Proprietário de um sítio em Xerém, na Baixada Fluminense, o cantor diz ter se aproximado de muitos anônimos durante alguns períodos da quarentena:

— Eu acho que a vida do outro é fonte para eu viver. Nessa pandemia, conheci mais gente diferente. E quem era só meu amigo de "ôba, ôba" passou a frequentar a minha casa. E, assim, eu procuro visitar, passo com meu quadriciclo. Se vejo uma pessoa sentada, pensativa, sempre dou um jeito de puxar um assunto. E, como alguns amigos me mandam cestas básicas e eu também compro, sempre vou descobrindo uma casa de quem precisa. Eu cresci pobre, conheci muita gente pobre. Agora faço questão de dividir. Tive uma infância difícil. Não miserável, mas difícil.

Zeca Pagodinho trabalha desde os 14 anos e tem quatro irmãos. Seu pai era comprador de uma empresa de gás e, após um acidente, sofreu com o desemprego.

— Fui ser office boy de uma empresa no Méier, depois fui para auxiliar de escritório, depois virei bicheiro, depois fui ser compositor. Eu não sonhava (com a vida de cantor). Sempre gostei de compor e de as pessoas gravarem as músicas minhas. Tem gente que às vezes fala: "Ué, você não quis ser artista?" E eu digo: "Você está enganado. Se você ver minhas entrevistas, vai ver que eu não quis ser artista". Beth Carvalho me botou para cantar com ela. Quando eu vi, estava no "Fantástico", estava cantando no Asa Branca...

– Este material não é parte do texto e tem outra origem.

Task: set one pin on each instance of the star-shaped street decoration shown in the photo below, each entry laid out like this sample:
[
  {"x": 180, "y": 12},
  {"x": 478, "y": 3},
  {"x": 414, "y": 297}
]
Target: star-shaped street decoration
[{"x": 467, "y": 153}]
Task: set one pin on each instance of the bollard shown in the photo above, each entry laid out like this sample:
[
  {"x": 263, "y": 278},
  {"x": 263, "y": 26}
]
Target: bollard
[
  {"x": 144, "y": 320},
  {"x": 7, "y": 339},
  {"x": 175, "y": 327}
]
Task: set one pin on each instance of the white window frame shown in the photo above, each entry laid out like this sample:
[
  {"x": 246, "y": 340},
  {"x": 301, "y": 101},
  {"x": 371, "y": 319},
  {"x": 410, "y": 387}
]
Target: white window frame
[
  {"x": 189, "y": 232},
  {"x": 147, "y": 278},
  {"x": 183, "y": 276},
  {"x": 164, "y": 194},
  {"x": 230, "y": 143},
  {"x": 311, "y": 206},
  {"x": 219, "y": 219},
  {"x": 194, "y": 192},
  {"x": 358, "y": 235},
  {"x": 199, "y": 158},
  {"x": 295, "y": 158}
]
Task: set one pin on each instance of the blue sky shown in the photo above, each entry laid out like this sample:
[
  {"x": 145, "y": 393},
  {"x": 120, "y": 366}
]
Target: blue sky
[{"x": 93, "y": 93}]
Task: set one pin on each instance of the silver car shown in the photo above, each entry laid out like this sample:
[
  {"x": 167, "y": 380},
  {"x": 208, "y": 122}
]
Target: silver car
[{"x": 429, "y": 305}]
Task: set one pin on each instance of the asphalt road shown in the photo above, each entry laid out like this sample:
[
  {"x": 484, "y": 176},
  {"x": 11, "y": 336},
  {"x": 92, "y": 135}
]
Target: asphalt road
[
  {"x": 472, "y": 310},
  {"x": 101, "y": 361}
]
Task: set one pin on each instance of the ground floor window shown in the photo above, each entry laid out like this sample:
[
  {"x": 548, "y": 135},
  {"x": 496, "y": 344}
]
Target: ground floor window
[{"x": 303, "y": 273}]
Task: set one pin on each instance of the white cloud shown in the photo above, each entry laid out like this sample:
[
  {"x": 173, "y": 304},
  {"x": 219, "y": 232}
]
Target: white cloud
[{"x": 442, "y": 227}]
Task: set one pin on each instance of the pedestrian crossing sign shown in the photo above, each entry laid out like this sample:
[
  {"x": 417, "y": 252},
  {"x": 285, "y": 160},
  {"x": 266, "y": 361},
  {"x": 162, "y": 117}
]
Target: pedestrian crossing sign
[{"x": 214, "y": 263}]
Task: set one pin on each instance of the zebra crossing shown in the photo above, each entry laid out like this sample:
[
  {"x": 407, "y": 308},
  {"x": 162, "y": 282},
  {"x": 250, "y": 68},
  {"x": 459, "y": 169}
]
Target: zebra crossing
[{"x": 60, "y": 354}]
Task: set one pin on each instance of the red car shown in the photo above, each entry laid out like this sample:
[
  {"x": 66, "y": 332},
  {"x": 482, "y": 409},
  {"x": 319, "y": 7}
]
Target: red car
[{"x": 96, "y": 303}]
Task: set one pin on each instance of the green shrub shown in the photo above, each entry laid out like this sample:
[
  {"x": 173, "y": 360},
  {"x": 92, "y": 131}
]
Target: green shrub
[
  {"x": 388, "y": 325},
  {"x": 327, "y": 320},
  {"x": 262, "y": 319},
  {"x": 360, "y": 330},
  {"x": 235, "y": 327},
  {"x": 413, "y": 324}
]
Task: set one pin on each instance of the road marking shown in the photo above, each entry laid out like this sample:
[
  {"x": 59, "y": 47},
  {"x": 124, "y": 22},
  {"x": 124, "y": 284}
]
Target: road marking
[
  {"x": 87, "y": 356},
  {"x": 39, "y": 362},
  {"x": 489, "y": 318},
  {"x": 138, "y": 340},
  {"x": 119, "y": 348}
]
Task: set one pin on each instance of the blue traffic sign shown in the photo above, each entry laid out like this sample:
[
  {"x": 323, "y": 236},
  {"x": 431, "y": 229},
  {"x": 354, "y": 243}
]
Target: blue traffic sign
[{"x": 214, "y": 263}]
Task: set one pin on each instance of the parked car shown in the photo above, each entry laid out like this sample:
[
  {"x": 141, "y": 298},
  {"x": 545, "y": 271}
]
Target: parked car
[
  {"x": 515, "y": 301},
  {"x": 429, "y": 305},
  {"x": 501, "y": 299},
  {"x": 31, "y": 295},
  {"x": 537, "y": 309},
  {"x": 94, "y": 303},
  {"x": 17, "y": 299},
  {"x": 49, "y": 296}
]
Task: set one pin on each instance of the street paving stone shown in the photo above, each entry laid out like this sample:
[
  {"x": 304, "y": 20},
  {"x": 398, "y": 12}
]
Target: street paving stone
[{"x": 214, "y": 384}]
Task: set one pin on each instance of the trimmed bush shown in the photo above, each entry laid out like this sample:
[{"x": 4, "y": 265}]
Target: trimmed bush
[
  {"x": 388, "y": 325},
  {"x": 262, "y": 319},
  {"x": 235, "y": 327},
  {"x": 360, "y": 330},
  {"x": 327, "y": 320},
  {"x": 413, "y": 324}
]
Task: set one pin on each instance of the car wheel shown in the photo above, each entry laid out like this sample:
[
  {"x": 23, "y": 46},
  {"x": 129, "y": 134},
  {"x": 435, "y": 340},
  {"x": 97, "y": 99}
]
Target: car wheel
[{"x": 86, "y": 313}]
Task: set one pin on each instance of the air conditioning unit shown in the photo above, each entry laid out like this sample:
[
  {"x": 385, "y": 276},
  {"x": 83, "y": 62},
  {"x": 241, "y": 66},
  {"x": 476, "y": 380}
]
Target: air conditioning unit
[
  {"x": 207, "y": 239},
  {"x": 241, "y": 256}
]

Com mais de 11 milhões de seguidores no Instagram, Zeca conta como surgem as brincadeiras com o neto, Noah, que viralizam na internet:

— (Quando surgiu o meme do Naruto), eu estava p*** com ele porque ele só vivia com aquela roupa. Eu dizia "Rapaz, um calor desse... Por que você não tira essa roupa?" E falei: "Vou botar também para ver como é isso aí. Aí eu botei também. No outro dia, já estava (em todas as redes sociais). E as pessoas me falam "Aí, Naruto!" Agora estou comprando Homem-Aranha para ele toda hora.